普通の人ならば、簡単に出来るのですが、私はこの行動と台詞がきちんと理解できないのです。
自分の脳のボケを不安に思っている私にとって、まさに自分の理解力と記憶力の病的な弱さを思い知らされて、何度も何度もやり直しで大変だったのです。
今言われた台詞を、「なんでしたっけ?」と何度も聞きなおして、90近いおばあさんのようでした。

やりながら、「之が運勢の悪さだったのか!!脳の記憶は努力では克服できない」とおもいました。

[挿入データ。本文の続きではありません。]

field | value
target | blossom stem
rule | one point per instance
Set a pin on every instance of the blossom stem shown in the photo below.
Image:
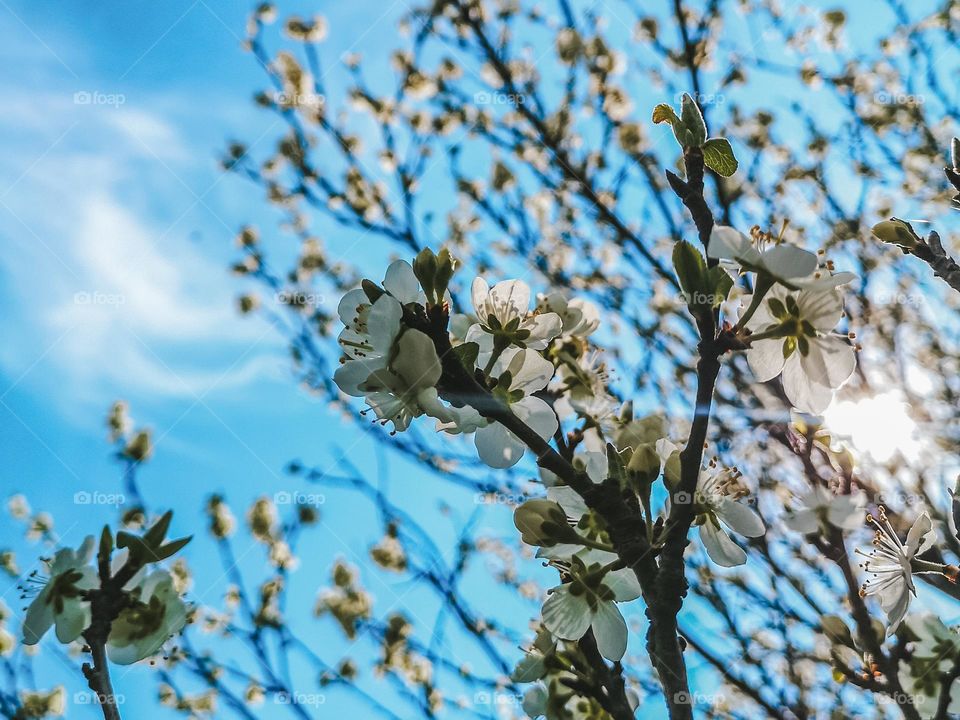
(761, 288)
(596, 545)
(98, 678)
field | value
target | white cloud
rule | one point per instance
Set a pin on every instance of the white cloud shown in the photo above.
(106, 288)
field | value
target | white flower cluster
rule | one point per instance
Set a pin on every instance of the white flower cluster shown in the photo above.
(150, 607)
(393, 363)
(790, 317)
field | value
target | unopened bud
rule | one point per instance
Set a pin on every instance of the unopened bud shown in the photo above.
(896, 232)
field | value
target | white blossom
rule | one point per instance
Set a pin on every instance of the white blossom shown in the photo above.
(61, 600)
(527, 372)
(145, 624)
(716, 502)
(370, 329)
(890, 565)
(793, 339)
(504, 318)
(820, 507)
(579, 605)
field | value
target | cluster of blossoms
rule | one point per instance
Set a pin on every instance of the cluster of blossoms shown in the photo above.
(790, 317)
(517, 374)
(141, 607)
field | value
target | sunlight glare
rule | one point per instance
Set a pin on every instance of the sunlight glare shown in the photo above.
(877, 426)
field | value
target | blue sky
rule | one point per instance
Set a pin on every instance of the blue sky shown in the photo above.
(117, 227)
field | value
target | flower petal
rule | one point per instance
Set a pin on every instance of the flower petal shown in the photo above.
(740, 518)
(721, 549)
(497, 446)
(401, 282)
(789, 261)
(529, 371)
(624, 584)
(566, 615)
(766, 359)
(39, 618)
(804, 394)
(610, 631)
(350, 304)
(73, 620)
(537, 415)
(417, 362)
(829, 362)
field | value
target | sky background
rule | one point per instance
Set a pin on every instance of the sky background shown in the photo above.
(117, 228)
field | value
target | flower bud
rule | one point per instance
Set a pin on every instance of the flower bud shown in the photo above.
(645, 460)
(425, 268)
(896, 232)
(543, 523)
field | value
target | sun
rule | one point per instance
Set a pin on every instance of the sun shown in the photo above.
(878, 426)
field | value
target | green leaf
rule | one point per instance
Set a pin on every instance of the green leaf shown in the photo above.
(691, 270)
(171, 548)
(467, 353)
(663, 113)
(718, 156)
(133, 542)
(693, 122)
(720, 282)
(155, 535)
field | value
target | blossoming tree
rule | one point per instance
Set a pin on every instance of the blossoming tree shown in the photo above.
(642, 353)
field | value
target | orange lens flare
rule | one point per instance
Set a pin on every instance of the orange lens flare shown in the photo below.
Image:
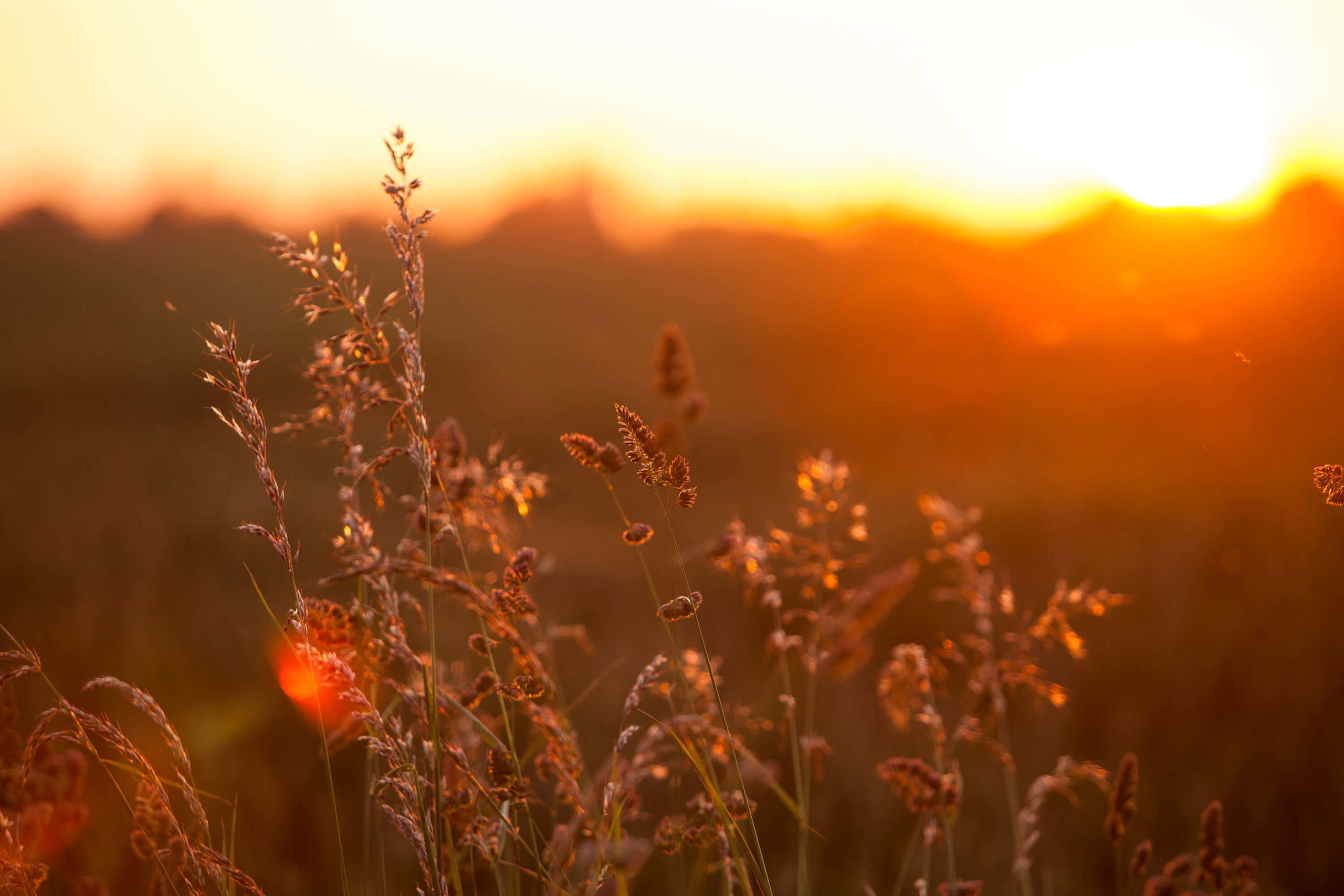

ところが、悪いのは脳だけではなかったのです。まず私は五十肩という右腕の痛みで
腕を使うのが、「うっ」と歯を食いしばるほどの苦しさなのです。
こんな時に、腕を使って、卵白をかき混ぜてメレンゲを作って見せなければならないのですが、腕が辛くて、持続できる力が維持できなくなり、目標時間で完成できない事が何度もあり、やり直しの連続でした。
伊東家の方でも、裏技は既に実験済みで、一般の子供にやらせてもできたそうですが、私が出来ないのですから、情けない事なのです。
成功すれば一回で終わる事が、失敗の連続で、何度も何度もやり直しで、そうでなくても苦しい腕が、「もうダメ!!神様助けてっ!」と、真っ赤になって言うほどでした。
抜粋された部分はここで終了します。